Claire Thoury : On ne le prend pas du tout en compte ! Récemment la Loi visant à conforter les principes de la République a été votée. C’est une loi qui impose de nombreuses choses mais notamment la signature d’un contrat d’engagement républicain pour les associations subventionnées ou agréées. Tout cela a été fait de façon unilatérale par le Gouvernement, c’est une mesure contraignante vécue comme une forme de défiance par le secteur associatif. Et je trouve cela consternant que cette loi arrive pendant la crise sanitaire, pendant laquelle les associations ont été et continue à être en première ligne, à répondre à des besoins qui n’auraient pas été pourvus sans elles. Il y a des injonctions contradictoires qui traduisent une vraie méconnaissance des pouvoirs publics; mais pas seulement, des citoyens aussi, sur ce que sont les associations, quel est leur rôle, à quoi elles servent, en quoi est ce qu’elles sont indispensables au bon fonctionnement démocratique, au vivre ensemble, aux liens sociaux, au fait qu’elles sont créatrices d’emplois, qu’elles accompagnent la transition écologique. Il y a une méconnaissance de ce que nous sommes, nous sommes perçus soit comme des délégataires de services publics, ce que l’on peut être parfois mais notre rôle ne peut pas se résumer à cela, soit comme des structure de solidarité, ce que nous sommes aussi, mais le secteur associatif ne se résume pas à de l'entraide. Il y a derrière le projet associatif une dimension très politique qu’il faut partager largement.
Refondation Solidarités : Comment souhaitez vous engager ce travail de prise de conscience ?
Claire Thoury : Il s’agit surtout de le poursuivre ! A travers des consultations, les campagnes de communication, les évènements que nous organisons, la journée Droit de Cité. L’idée c’est d'être visible de la manière la plus importante possible dans le débat public. Cette stratégie passe aussi par le renforcement de nos membres mais aussi par l’ouverture du Mouvement associatif déjà en cours par rassembler plus largement autour du projet politique que nous portons. C’est un travail diffus, progressif et qui heureusement est déjà en cours.

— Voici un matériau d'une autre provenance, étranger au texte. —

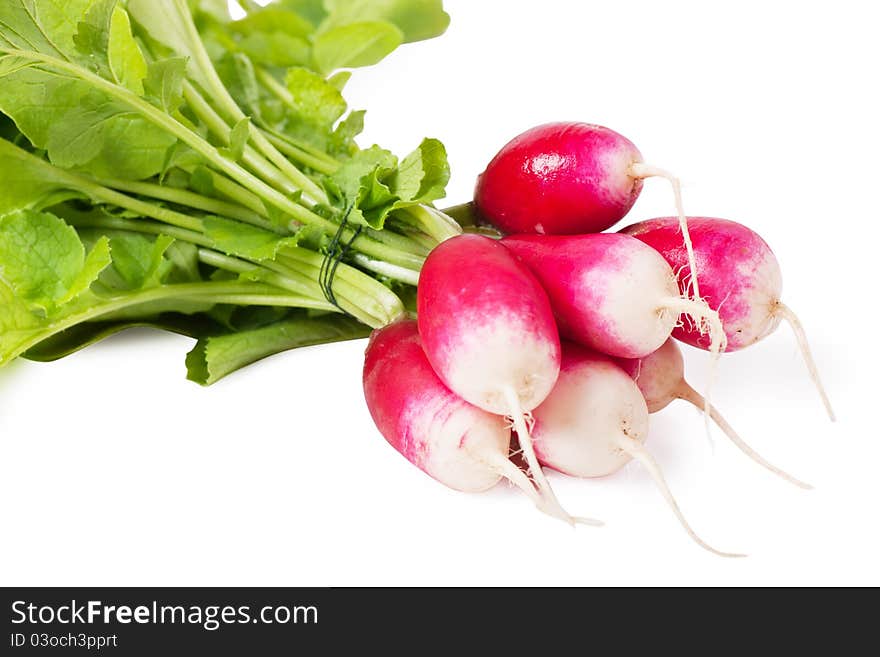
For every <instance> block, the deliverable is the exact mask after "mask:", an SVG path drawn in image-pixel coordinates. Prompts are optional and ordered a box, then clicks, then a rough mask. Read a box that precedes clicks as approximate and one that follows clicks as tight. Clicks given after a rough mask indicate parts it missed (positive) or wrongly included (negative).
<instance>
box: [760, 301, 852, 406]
mask: <svg viewBox="0 0 880 657" xmlns="http://www.w3.org/2000/svg"><path fill="white" fill-rule="evenodd" d="M773 314H774V315H779V316H780V317H782V318H783V319H784V320H785V321H786V322H788V325H789V326H791V330H792V331H794V337H795V338H796V339H797V342H798V347H800V350H801V355H802V356H803V357H804V362H805V363H806V364H807V369H808V370H809V372H810V378H811V379H813V383H814V384H815V386H816V390H818V391H819V396H820V397H822V403H823V404H825V410H826V411H828V417H829V418H831V421H832V422H834V421H836V420H837V417H836V416H835V415H834V409H832V408H831V400H830V399H828V395H827V394H826V392H825V387H824V386H823V385H822V380H821V379H820V378H819V368H818V367H816V361H815V360H813V353H812V352H811V351H810V345H809V343H808V342H807V334H806V332H804V327H803V325H801V320H799V319H798V317H797V315H795V314H794V313H793V312H792V310H791V308H789V307H788V306H786V305H785V304H784V303H782V302H781V301H777V302H776V308H775V309H774V310H773Z"/></svg>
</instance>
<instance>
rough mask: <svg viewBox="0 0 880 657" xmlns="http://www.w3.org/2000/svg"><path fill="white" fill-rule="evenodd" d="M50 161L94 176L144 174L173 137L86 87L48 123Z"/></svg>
mask: <svg viewBox="0 0 880 657" xmlns="http://www.w3.org/2000/svg"><path fill="white" fill-rule="evenodd" d="M47 137H48V138H47V139H46V142H45V148H46V150H47V151H48V154H49V159H50V160H51V161H52V163H53V164H55V165H57V166H59V167H62V168H71V169H81V170H85V171H88V172H90V173H93V174H95V175H97V176H99V177H108V178H109V177H115V178H125V179H143V178H148V177H150V176H153V175H155V174H157V173H159V172H160V171H161V170H162V169H163V168H164V164H165V156H166V154H167V152H168V149H169V148H170V147H171V146H172V145H173V144H174V143H175V142H176V139H175V138H174V137H173V136H171V135H169V134H168V133H166V132H165V131H163V130H161V129H160V128H157V127H156V126H154V125H153V124H151V123H147V122H146V121H145V120H144V119H142V118H141V117H139V116H138V115H136V114H134V113H133V112H132V111H131V109H130V108H129V107H128V106H127V105H123V104H121V103H119V102H117V101H115V100H110V99H108V98H107V97H106V96H104V95H103V94H101V93H100V92H93V93H89V94H87V95H85V96H83V97H81V98H80V99H79V102H78V104H77V106H76V107H70V108H69V109H67V111H66V112H64V113H63V115H62V116H60V117H59V118H58V121H57V123H54V124H53V125H51V126H50V127H49V130H48V136H47Z"/></svg>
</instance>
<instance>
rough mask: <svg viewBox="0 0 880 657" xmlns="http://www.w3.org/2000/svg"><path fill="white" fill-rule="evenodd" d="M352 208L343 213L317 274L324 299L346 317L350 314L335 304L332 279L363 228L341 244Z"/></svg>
mask: <svg viewBox="0 0 880 657" xmlns="http://www.w3.org/2000/svg"><path fill="white" fill-rule="evenodd" d="M353 208H354V204H352V205H349V206H348V209H347V210H346V211H345V215H344V216H343V217H342V221H341V222H339V228H338V229H337V230H336V234H335V235H334V236H333V239H332V240H330V245H329V246H328V247H327V254H326V255H325V256H324V260H323V261H322V262H321V271H320V272H319V274H318V282H319V284H320V285H321V291H322V292H323V293H324V298H326V299H327V301H329V302H330V303H332V304H333V305H334V306H336V307H337V308H339V310H342V312H344V313H345V314H346V315H350V313H348V312H346V311H345V310H343V309H342V307H341V306H340V305H339V303H338V302H337V300H336V294H334V292H333V279H334V278H335V277H336V270H337V269H339V263H340V262H342V260H343V258H345V256H346V255H347V254H348V252H349V251H350V250H351V245H352V243H353V242H354V241H355V240H356V239H357V238H358V235H360V234H361V231H362V230H363V228H364V227H363V226H358V227H357V228H356V229H355V231H354V235H352V236H351V239H350V240H348V241H347V242H344V243H343V241H342V235H343V234H344V233H345V229H346V228H347V227H348V216H349V215H350V214H351V211H352V209H353Z"/></svg>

Refondation Solidarités : Un des sujets de votre plaidoyer lors des échéances électorales prochaines sera donc le contrat d’engagement républicain …

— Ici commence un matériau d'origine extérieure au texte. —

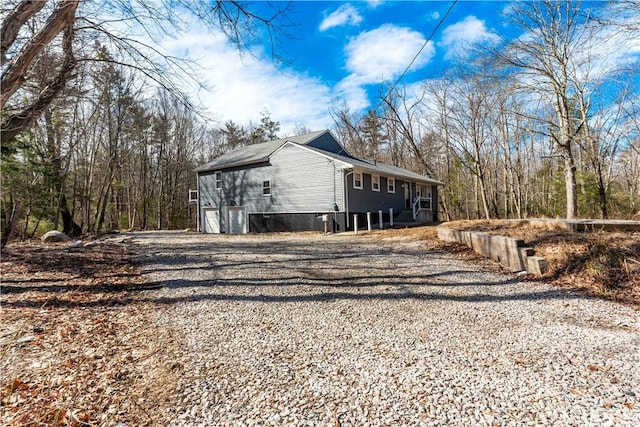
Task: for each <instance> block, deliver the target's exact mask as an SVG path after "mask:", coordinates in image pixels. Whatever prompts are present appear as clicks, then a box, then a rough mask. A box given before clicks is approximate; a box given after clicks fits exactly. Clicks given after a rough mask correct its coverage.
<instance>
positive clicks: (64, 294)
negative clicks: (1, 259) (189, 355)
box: [0, 242, 181, 426]
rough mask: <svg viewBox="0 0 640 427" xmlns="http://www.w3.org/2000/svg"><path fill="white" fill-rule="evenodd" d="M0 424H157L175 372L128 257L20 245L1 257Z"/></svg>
mask: <svg viewBox="0 0 640 427" xmlns="http://www.w3.org/2000/svg"><path fill="white" fill-rule="evenodd" d="M0 265H1V267H2V276H1V277H2V287H1V295H0V297H1V299H0V303H1V312H0V319H1V322H0V405H1V406H0V424H2V425H8V426H12V425H51V426H82V425H96V426H107V425H113V424H115V423H124V424H128V425H158V424H165V421H166V420H164V418H163V417H165V412H164V409H163V408H166V407H167V406H168V405H170V404H171V392H172V391H173V390H174V388H175V383H176V381H177V378H178V375H180V373H181V372H180V365H179V364H176V363H175V357H174V356H175V355H174V349H175V348H177V347H179V346H178V345H176V343H175V334H174V333H173V331H172V330H170V329H168V328H166V327H164V328H162V329H154V328H149V327H148V326H149V325H152V324H154V320H153V316H154V311H155V308H156V307H155V306H154V304H153V303H151V302H148V301H146V300H144V298H143V295H144V294H145V291H146V290H147V289H149V285H148V284H147V283H145V281H144V279H143V278H142V276H141V274H140V268H139V265H138V264H137V263H136V261H135V254H134V253H132V252H131V251H129V250H128V248H127V246H126V245H123V244H117V243H106V242H102V243H99V244H93V245H91V246H84V247H82V248H77V249H69V248H68V246H66V245H62V244H58V245H52V244H42V243H39V242H38V243H21V244H14V245H9V246H7V247H6V248H5V250H4V251H3V253H2V260H1V264H0Z"/></svg>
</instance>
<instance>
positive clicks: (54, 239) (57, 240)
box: [41, 230, 71, 243]
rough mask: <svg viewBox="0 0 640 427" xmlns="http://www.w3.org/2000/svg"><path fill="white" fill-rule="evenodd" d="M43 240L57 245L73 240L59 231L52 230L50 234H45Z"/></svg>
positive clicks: (46, 241)
mask: <svg viewBox="0 0 640 427" xmlns="http://www.w3.org/2000/svg"><path fill="white" fill-rule="evenodd" d="M41 240H42V241H43V242H45V243H57V242H68V241H69V240H71V238H70V237H69V236H67V235H66V234H64V233H62V232H60V231H58V230H51V231H49V232H48V233H45V234H44V236H42V238H41Z"/></svg>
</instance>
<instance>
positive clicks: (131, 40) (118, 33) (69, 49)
mask: <svg viewBox="0 0 640 427" xmlns="http://www.w3.org/2000/svg"><path fill="white" fill-rule="evenodd" d="M107 3H108V4H106V5H105V4H104V2H99V1H86V2H82V3H81V2H80V1H79V0H42V1H31V0H21V1H19V2H17V3H16V4H15V6H14V7H13V9H11V10H8V12H7V13H3V14H2V26H1V29H0V32H1V34H2V45H1V48H2V50H1V56H2V76H1V88H0V95H1V96H0V100H1V103H0V107H1V108H2V110H3V118H2V125H1V129H2V136H1V138H2V144H3V145H5V144H7V143H8V142H9V141H11V140H12V139H13V138H14V137H15V136H16V135H17V134H19V133H20V132H22V131H23V130H25V129H27V128H28V127H29V126H30V125H31V124H32V123H33V121H34V120H35V119H36V118H37V117H39V116H40V115H41V114H42V112H43V111H44V110H45V109H46V108H47V107H48V106H49V105H51V103H52V102H53V100H54V99H55V98H57V97H59V96H60V95H61V94H62V92H63V90H64V88H65V87H66V85H67V83H68V82H69V81H70V80H72V79H73V78H74V75H75V74H74V69H75V67H76V66H77V63H78V62H79V61H87V60H95V59H96V58H92V57H90V56H86V57H84V56H83V57H82V58H77V57H76V56H77V53H79V52H80V53H82V52H83V49H82V48H81V46H79V44H80V43H79V42H81V41H82V40H87V39H99V40H103V41H104V42H105V44H110V45H112V46H114V48H115V50H116V51H117V53H119V54H120V55H119V56H118V57H116V56H112V57H111V58H110V60H111V61H112V62H119V63H121V64H123V65H127V66H129V67H132V68H134V69H136V70H137V72H139V73H140V74H141V75H144V76H146V77H147V78H149V79H151V80H154V81H155V82H156V83H157V84H159V85H160V86H161V87H163V88H165V89H166V90H169V91H171V92H172V93H173V94H174V96H177V97H179V98H180V99H181V100H182V101H183V102H184V103H185V104H188V98H187V97H185V96H184V94H182V93H181V91H180V89H179V85H178V84H177V82H176V81H175V80H174V78H175V77H176V76H179V77H180V78H185V77H188V76H192V77H193V76H194V75H195V71H194V69H193V68H192V67H190V65H189V64H188V63H187V62H185V61H183V60H180V59H178V58H174V57H171V56H168V55H166V54H164V53H163V52H161V51H159V50H157V49H156V48H155V47H153V46H152V44H145V43H143V42H141V41H139V40H135V39H133V38H131V37H128V36H127V35H126V33H125V32H124V31H122V30H118V29H117V28H118V27H117V26H114V25H112V24H113V22H114V21H117V22H119V23H121V24H123V25H124V26H127V25H128V26H132V27H137V28H140V29H142V30H144V31H146V32H147V34H148V35H149V36H150V37H151V39H152V40H153V41H154V42H155V43H154V44H159V43H157V42H158V41H159V39H160V36H170V35H175V34H176V33H178V32H179V31H180V27H181V24H182V23H181V22H180V17H179V16H178V15H177V14H176V12H175V8H177V7H178V5H179V6H180V7H181V9H182V10H183V11H186V12H189V13H191V14H192V15H193V16H195V17H196V18H197V19H198V20H199V22H201V23H203V24H204V25H206V26H207V27H209V28H210V29H212V30H213V31H220V32H222V33H223V34H224V35H225V36H226V37H227V39H228V40H229V41H231V42H232V43H234V44H235V45H236V46H237V47H238V49H240V50H241V51H245V50H246V48H247V46H248V45H249V44H250V43H252V42H254V41H255V40H258V39H260V38H261V31H262V30H265V31H267V33H268V36H269V40H270V41H271V43H270V44H271V47H272V53H273V55H274V56H273V57H274V58H277V57H278V56H277V55H276V54H275V52H276V50H275V49H276V46H277V40H278V35H279V34H280V32H281V27H280V24H281V23H283V22H284V18H285V17H286V12H287V8H288V6H282V5H280V4H274V5H273V9H272V14H271V15H270V16H268V17H263V16H260V15H258V14H256V13H254V12H253V11H252V7H251V5H247V4H244V3H241V2H239V1H222V0H217V1H215V2H213V3H209V2H201V1H198V0H185V1H181V2H178V3H174V2H159V3H157V2H147V1H145V0H136V1H128V0H109V1H108V2H107ZM104 10H110V11H111V12H112V13H114V14H115V16H111V17H109V18H106V17H104V16H102V14H103V11H104ZM32 28H35V30H34V31H33V32H30V29H32ZM26 34H28V36H27V37H23V36H24V35H26ZM60 35H61V36H60ZM85 44H86V43H85ZM50 47H54V48H57V49H59V50H60V51H61V52H62V55H61V57H62V60H61V61H60V65H59V66H58V67H57V69H55V70H51V76H49V83H48V85H47V86H46V87H45V88H44V89H43V90H42V91H40V92H39V93H38V94H36V95H34V96H29V97H26V99H27V100H26V102H23V100H22V97H21V98H20V99H16V96H15V95H16V93H17V92H19V91H20V89H21V88H22V87H23V86H24V85H25V83H27V80H28V79H25V78H24V77H25V76H28V72H29V70H30V69H31V68H32V67H33V65H34V64H35V62H36V61H37V59H38V58H39V56H40V54H41V53H42V52H43V50H45V49H47V48H50ZM113 53H114V55H115V53H116V52H113ZM6 58H10V59H9V60H8V61H5V59H6ZM97 60H104V58H97ZM10 101H13V102H10Z"/></svg>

Clare Thoury : Nous allons sans doute demander l’abrogation du contrat d’engagement républicain. Il ne faut pas se méprendre, il ne s’agit évidemment pas pour nous de remettre en question les valeurs de la république ou de les contester, ce n’est pas le sujet. En revanche, on craint les effets de bord. Les associations, à plusieurs moments de l'histoire, ont été sur une ligne de crête, elles ont été un peu dans la légalité et un peu en dehors de la légalité, mais sans vraiment l'être non plus. Et c’est comme ça -en étant parfois dérangeantes, en posant des sujets compliqués, en le faisant de manière provocante- qu’elles ont réussi à faire évoluer les principes et les lois. On craint aujourd’hui que ce contrat affaiblisse l’initiative associative pourtant si essentielle au bon fonctionnement démocratique.